African roots: Surely the heritage tourists who come to see Brazil’s black culture first-hand are more serious. Well, no:

  1. Few bother to learn its history or read its great writers.
  2. They tend to see Black Brazil as somehow part of their own history even though it never was – it is a completely separate branch of the African Diaspora.
  3. They apply their own ideas of what is truly “African” to Brazil. That determines what they see and know, like capoeira, but not, say, black symbolist poets like Cruz e Souza.

All this gives them a rather odd picture of Brazil.

If Black America were viewed the same way there would be no Richard Wright or Malcolm X – because who needs to know the history and the literature? Jazz would be dismissed because it has no “African” beat. Black Baptist churches would be seen as sell-outs for not worshipping African gods. The Gullah of the Carolina Sea Islands would be the “true” Black America because its culture is more purely African.

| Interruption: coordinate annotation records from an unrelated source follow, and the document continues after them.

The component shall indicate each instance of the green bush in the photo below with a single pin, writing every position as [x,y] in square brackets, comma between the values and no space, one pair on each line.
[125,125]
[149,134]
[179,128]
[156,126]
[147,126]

Black Americans, by overvaluing what is “African” in Brazilian culture, undervalue what is Brazilian, what is special, what is new and now. As if Brazil was stuck in 1600.

You could argue that tourists do this all over the world: what tourist ever sees the “true” Japan or the “true” Greece? Well, yes. But the trouble comes when Black Americans go back home and help to shape America’s idea of what Brazil is like, particularly of Black Brazil. That in turn gets pumped out to the whole world and so comes all the way back to Brazil itself and its blacks.

Blacks may not be particularly powerful within America itself, but because they live in the land of the world’s biggest media machine, their ideas about blackness get carried all over the world, shaping how blacks everywhere see themselves.

For the blacks of Brazil this means that the richness of their history and culture has to fight against whatever Black Americans see as more “truly black”.

Three icons of the Black Brazil tourists know little about: Cruz e Souza, Abdias do Nascimento and Milton Santos.